Minyak yang rusak akibat oksidasi dan polimerisasi akan menghasilkan
bahan pangan yang kurang menarik dan cita rasa yang tidak enak, serta kerusakan
sebagian vitamin dan asam lemak esensial yang terdapat dalam minyak. Oksidasi
minyak terjadi karena kontak antara sejumlah oksigen dengan minyak.
Penggunaan suhu tinggi selama penggorengan menyebabkan turunnya
kualitas minyak goreng. Semakin banyak pengulangan penggorengan maka
bilangan peroksida semakin meningkat. Secara organoleptik tempe goreng dan
minyak goreng curah menunjukkan parameter organoleptik warna, rasa, aroma
mempunyai nilai yang semakin tidak baik.

4.2 Saran
Semoga dengan adanya praktikum ini dapat membuat kita lebih memahami
lagi pengaruh pemanasan terhadap kerusakan minyak. Saran saya sebaiknya
kedepannya fasilitas laboratorium di tingkatkan.
15

DAFTAR PUSTAKA

Anwar, R. W. 2012. Studi Pengaruh Suhu Dan Jenis Bahan Pangan Terhadap
Stabilitas Minyak Kelapa Selama Proses Penggorengan. Under
Graduate, Universitas Hasanuddin.
Kalapathy, U. and Proctor, A., 2000. A New Method for Free Fatty Acid
Reduction in Frying Oil Using Silicate Films Produced from Rice Hull
Ash, JAOCS.
Ketaren, S. 1986. Pengantar Teknologi Minyak dan Lemak Pangan.

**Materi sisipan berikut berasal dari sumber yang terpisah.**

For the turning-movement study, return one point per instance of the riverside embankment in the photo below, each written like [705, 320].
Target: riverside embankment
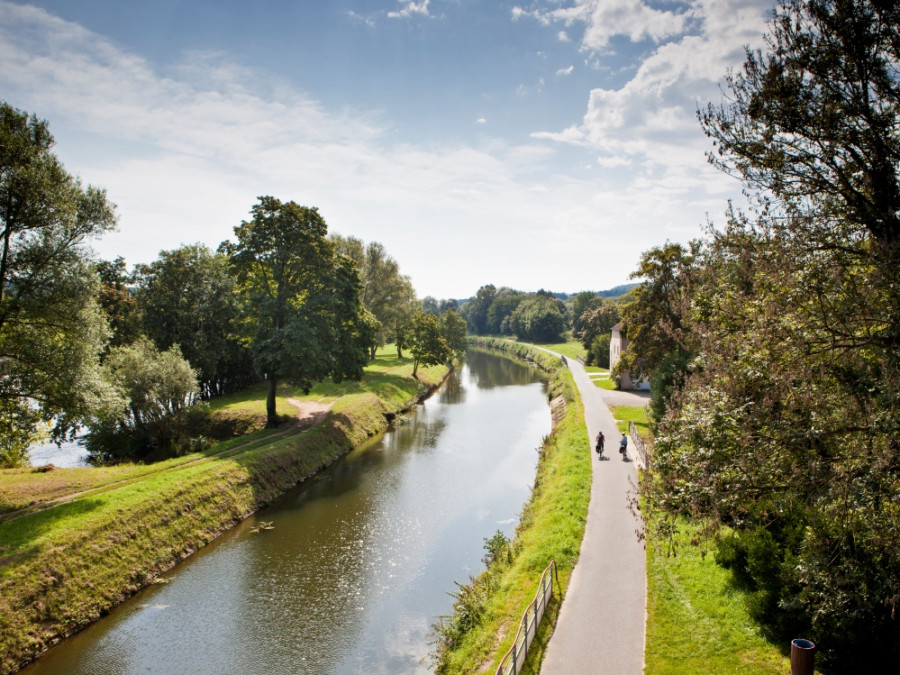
[63, 567]
[551, 527]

UI – Press :
Jakarta.
Muchtadi, D. 2009. Pengantar Ilmu Gizi, Bandung, CV. Alfabeta.
Winarni, W. Sunarto, and S. Mantini. 2010. Penetralan dan Adsorpsi Minyak
Goreng Bekas Menjadi Minyak Goreng Layak Konsumsi. 8 (1)
(Diakses pada tanggal 25 Juni 2021).
Sartika, R.A.D., 2009. Pengaruh Suhu Dan Lama Proses Menggoreng (Deep
Frying) Terhadap Pembentukan Asam Lemak Trans. Makara SAINS
Vol. 13 No. 1. Depok. Hal 23-28 (Diakses pada tanggal 25 Juni 2021).